Зимборов не возражал. Он разглядывал портрет Сутина с неловко лежащими какими-то излишне красноречивыми красноватыми руками.
– Парень зашиблен, – сказал он.
– У него драматичная история. Спасаясь от погромов, бежал из России, поселился в Париже, бедствовал, был значительным художником.
– Еврей? – разочарованно спросил Зимборов и перелистнул.
– Скорее марсианин, – вяло ответил Охлопков.
– Нет, еврей и на Марсе еврей, – убежденно возразил Зимборов.
Вечером Охлопков отправился на службу. Из зала доносилось все то же:
– Кстати, господин советник, я хотел бы получить с вас плату за сегодняшний визит.
– Хорошо. Сколько?
– …
На улице снег. Жаль, придется отменить прогулки по крыше.
Если уж выпало жить в городе, то хорошо бы – на последнем этаже, в
Глинске – на девятом, но есть города небоскребущие: там – на двадцатом. Почему-то тянет занять господствующую высоту. И ослабить притяжение земли. Кажется, в этом главная идея города.

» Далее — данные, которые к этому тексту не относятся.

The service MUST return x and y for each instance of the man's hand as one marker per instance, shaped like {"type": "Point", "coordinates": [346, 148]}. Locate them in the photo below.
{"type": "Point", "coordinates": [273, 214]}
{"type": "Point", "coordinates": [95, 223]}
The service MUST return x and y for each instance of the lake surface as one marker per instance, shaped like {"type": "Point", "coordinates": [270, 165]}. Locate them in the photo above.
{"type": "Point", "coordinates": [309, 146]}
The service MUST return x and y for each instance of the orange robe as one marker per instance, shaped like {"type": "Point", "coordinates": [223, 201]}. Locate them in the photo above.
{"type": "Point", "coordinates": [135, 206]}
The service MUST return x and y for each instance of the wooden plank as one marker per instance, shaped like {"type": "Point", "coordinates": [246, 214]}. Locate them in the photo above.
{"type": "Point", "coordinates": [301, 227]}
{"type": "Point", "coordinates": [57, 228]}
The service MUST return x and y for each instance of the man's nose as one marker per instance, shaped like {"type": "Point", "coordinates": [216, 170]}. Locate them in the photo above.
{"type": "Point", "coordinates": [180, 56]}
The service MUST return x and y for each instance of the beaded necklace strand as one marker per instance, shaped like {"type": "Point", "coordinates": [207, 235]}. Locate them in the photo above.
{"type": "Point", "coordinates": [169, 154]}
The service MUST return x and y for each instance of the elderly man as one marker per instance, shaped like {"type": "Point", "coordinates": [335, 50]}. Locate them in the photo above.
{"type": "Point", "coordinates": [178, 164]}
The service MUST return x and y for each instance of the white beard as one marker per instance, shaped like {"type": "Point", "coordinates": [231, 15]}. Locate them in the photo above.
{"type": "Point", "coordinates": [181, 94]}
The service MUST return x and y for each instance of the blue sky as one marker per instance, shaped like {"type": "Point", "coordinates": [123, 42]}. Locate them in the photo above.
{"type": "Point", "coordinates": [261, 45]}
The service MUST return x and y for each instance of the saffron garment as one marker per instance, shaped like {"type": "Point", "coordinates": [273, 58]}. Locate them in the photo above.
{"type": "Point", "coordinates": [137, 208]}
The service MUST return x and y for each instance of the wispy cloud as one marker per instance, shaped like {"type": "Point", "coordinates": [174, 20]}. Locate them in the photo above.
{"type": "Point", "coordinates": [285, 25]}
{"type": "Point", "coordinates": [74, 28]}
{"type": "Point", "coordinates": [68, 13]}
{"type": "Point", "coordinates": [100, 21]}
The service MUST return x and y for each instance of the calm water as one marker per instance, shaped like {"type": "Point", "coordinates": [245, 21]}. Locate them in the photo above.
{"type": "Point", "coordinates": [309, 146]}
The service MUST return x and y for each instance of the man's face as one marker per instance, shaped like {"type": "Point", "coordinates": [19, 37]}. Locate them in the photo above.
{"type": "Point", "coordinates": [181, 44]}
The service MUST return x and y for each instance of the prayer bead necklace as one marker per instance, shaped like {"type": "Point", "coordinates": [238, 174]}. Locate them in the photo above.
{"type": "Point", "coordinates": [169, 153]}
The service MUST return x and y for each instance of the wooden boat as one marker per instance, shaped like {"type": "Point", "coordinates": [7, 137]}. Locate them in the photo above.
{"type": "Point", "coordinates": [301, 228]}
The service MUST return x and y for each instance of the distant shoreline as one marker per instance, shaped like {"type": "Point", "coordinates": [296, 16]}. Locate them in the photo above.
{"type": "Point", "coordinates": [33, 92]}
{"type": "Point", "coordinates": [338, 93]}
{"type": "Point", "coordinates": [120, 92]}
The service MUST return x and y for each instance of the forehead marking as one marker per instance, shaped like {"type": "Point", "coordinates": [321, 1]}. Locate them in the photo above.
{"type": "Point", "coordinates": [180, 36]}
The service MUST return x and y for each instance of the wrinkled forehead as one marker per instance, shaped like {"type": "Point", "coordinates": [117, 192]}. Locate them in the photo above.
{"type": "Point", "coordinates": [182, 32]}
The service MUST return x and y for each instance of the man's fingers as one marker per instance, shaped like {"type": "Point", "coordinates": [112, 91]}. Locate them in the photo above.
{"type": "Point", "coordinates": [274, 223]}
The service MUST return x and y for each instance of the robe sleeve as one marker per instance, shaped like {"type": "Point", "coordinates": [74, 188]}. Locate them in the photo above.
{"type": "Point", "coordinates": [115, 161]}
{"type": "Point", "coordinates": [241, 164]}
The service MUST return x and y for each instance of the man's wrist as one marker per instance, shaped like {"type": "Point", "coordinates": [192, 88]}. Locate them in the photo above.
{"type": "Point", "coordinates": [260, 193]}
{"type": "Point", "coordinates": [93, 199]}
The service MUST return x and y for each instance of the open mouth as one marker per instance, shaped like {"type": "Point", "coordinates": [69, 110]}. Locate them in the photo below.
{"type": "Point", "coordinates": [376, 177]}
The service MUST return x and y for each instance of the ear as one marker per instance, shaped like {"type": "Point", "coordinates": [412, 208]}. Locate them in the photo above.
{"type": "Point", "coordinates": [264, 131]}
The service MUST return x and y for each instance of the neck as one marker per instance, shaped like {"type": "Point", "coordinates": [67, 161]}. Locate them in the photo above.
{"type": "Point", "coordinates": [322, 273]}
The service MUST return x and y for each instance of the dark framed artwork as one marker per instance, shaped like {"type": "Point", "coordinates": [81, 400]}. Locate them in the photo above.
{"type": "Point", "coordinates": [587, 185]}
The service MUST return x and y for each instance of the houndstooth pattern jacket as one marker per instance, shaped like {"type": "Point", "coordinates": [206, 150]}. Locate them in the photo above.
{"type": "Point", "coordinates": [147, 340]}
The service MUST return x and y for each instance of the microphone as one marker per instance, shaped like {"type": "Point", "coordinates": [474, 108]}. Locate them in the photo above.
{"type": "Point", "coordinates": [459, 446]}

Свет в зале зажегся, и зрители завертели головами, сомнамбулически начали двигаться, словно слепые котята. Кто-то вопросительно взглянул на него, шевельнул накрашенными губами… Этой девушки не было. Заперев все выходы, он взошел на сценку, приблизился к ящику в углу, поднял крышку: черно-белая клавиатура – это гениально ясно, этот контраст, самый вид клавишей действует освежающе и в чем-то сразу убеждает… Но на самом деле музыка не так ясна и понятна и контрастна. Он надавил на черную клавишу. Странно-глубокий звук. Это похоже на голос? Да, но неизвестно чей. Человеческий? Может быть, но не голосовыми связками и легкими рожденный. Хорошо бы обо всем этом поговорить с лейтенантом. Охлопков оглянулся на пустые ряды, попытался вообразить чувства музыкантов, вытрясающих душу из инструмента на глазах публики, – и вдруг окончательно понял, как своеобычен и глубок опыт лейтенанта.
Около полуночи позвонили. Он отложил журнал, подошел к “конторке” билетерши, снял трубку, взглянул на стеклянную стену фойе: над фонарями и черными деревьями кружился снег – беззвучно, хотя ноябрьский снегопад можно сравнить с клавиатурой, нет?
– Да?
– Добрый вечер. Куда я попал?
– Кинотеатр.
– “Партизанский”?
– Вы угадали.
Короткий смешок. Голос слегка картавящий.
– Надеюсь, я вас не очень потревожил?
– Нет.
– Да ведь вы на службе.
– Разумеется. Но – не автоответчик.
– А ваш автоответчик как раз и не срабатывает. Проверьте.
– Хорошо.
Проверка? кто-то из администрации? но там одни женщины. Вообще сторож не обязан вести телефонные беседы.